ここでも浦沢直樹は大活躍。評論誌の定番作家みたいな感じですな。
ところで「作品は作品であって、大ヒットするかしないは関係が無い」みたいな考え方もあるでしょうけど、ぼくは大ヒットが作品に大きな影響を与えることがしょっちゅうあると考えています。
例えば、読者の感想ひとつとってもそうで、ありとあらゆる層の読者から何百通も手紙が届いたら、普通、作者は感極まるかどうかしますよ、っていう些細なことでもそれは言えると思います。
で、そういう目に見えない力のバックアップが無いと描けない漫画のスケールというのは、必ずあります。「自分は凄いことやらされてるんだ」っていうプレッシャーによって新人が上手くなっていくという「言い伝え」も、実例を挙げていけば、ただのジンクスどころか「事実」と言い切ってもいいくらいでしょう、きっと。
元サンデー編集者である三宅克のコラムは、そういうことを書いてる気がしました。
で、我ながらいやらしい読者だな、と思いつつ、ネギまの書評が載ってる所をチェック。
って、おお……ここまで事実を誤解無く捉えた上で、しかも好意的に扱ったレビューって初めて読む気がする!
誰が書いたのだろう、と思って調べてみたら野中モモ(id:Tigerlily)さんでした。
これって、ウチの赤松健論のような記事を、ちゃんと下調べしてからでないと書けないレビューだと思うので、こういうのは、嬉しいです。
それで、少し細かい話なんですが。
とはいえ、流行りの要素を集めさえすれば売れるというのなら話は簡単だし、そのような狙いで作られた作品のほとんどは不発に終わる。『ネギま!』が実際に数字を出しているのは、やはりそこに抜群の技術的洗煉があるからに他ならない。
他にも「天才型ではないが大衆娯楽を追求する職人」、「丁寧な仕事」という評し方がされてますね。
言葉選びに悩む所で、この中の「洗煉」というフレーズはちょっと扱いが難しい。赤松さんはスマートに完成された職人というよりも、もっと泥臭くて、創意工夫と試行錯誤を繰り返している、実験好きな職人というイメージでぼくは見ています(本人の自己評も含めて)。
むしろ「洗煉」を感じるのは、例えばあずまきよひこのような作家ですが、どちらかといえば彼は天才型であって。そうではなくて、洗煉の足りない、悪く言えば凡人臭さっていうのが赤松健の漫画にはあると思います(で、赤松健を「ただの人」では終わらせない非凡さ──というのはもう少し違う所にあるような気がしています)。
あえて評するなら「研鑽がある」ですかね?
天才と秀才を語ることについて
以下は余談ですが、人間が使う「天才」「秀才」という言葉のイメージは相当実体から離れていて、言葉で言ってもその実像は掴めないと思った方が良い、と最近思うようになってきました(それでも便利だから使うんですけどね)。
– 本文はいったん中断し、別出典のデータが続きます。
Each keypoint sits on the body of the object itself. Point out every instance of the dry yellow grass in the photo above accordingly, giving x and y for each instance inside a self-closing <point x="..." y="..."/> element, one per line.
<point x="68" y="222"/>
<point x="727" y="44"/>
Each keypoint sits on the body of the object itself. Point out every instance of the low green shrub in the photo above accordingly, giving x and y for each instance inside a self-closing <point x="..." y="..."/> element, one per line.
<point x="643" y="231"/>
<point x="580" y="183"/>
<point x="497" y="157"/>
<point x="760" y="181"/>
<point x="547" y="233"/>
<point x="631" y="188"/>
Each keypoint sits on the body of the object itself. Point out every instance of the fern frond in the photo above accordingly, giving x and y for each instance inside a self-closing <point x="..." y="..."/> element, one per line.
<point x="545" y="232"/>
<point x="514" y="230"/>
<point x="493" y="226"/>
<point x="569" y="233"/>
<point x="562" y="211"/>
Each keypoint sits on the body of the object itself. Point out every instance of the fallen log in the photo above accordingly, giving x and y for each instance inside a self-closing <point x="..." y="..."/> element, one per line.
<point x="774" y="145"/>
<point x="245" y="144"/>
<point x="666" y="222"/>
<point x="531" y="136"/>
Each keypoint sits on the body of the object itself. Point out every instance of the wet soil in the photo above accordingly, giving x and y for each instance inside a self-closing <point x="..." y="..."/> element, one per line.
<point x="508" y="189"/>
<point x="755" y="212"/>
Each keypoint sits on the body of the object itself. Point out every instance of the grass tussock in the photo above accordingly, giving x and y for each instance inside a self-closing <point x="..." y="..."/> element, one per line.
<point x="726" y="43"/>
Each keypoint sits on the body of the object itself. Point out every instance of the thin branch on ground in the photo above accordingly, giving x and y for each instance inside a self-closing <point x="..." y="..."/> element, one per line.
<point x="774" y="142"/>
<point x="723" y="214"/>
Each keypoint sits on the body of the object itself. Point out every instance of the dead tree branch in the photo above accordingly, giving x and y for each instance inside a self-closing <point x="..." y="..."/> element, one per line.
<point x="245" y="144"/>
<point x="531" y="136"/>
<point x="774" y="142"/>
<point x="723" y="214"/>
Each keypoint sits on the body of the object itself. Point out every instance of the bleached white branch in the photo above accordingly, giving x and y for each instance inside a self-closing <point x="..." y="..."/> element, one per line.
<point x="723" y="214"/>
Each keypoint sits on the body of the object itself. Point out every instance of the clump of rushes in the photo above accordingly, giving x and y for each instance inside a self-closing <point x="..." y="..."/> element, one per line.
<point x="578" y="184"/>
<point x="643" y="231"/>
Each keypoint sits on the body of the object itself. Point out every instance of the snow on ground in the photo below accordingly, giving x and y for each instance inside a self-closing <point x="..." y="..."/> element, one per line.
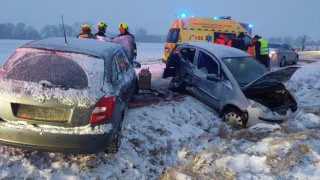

天才的な人間の方が、洗煉された技術を手に入れやすい。オールラウンドな才能を発揮しやすい。
凡人が努力すると、どうしても荒削りな技術しか手に入らない。結局スペシャリストにならざるをえない。
そういう逆説はあると思います、というか、ある。
例えば「万能」と呼ばれたレオナルド・ダ・ヴィンチは、天才なのか秀才なのか。いわゆる「秀才化した天才」なのかどうか。
つまり、「スペシャリスト型の天才」と「ゼネラリスト型の天才」というのは両方居て、どちらにも秀才や凡人は敵わないと。
秀才はゼネラルを目指せば勝てる! というのは「天才はゼネラルなことができない」という無根拠な前提に依存した希望的観測に過ぎなくて、その前提を覆す天才は実際に居るわけです。
アベレージを目指せば勝てる! というのも同じで、これは野球の話ですがイチローのようなスーパー・アベレージ・ヒッターは居ます。
じゃあ、秀才っていうのはなんなんでしょうか。「苦手なことでもやれる」「人に合わせられる」のが秀才の資質かもしれませんが、「努力の天才」や「人に合わせる天才」というのもやっぱり居るわけで。
突き詰めた所には「何の天才なのか」という問いだけが残ってくるような気もしてくるわけです。
ぼくは天才や秀才の生き方を見るのが大好きで、こういうことは意味も無く良く考えています。
以前なんか、「狂ってるのが天才、狂うのが秀才」みたいなことを書いたりもしたなぁそういえば。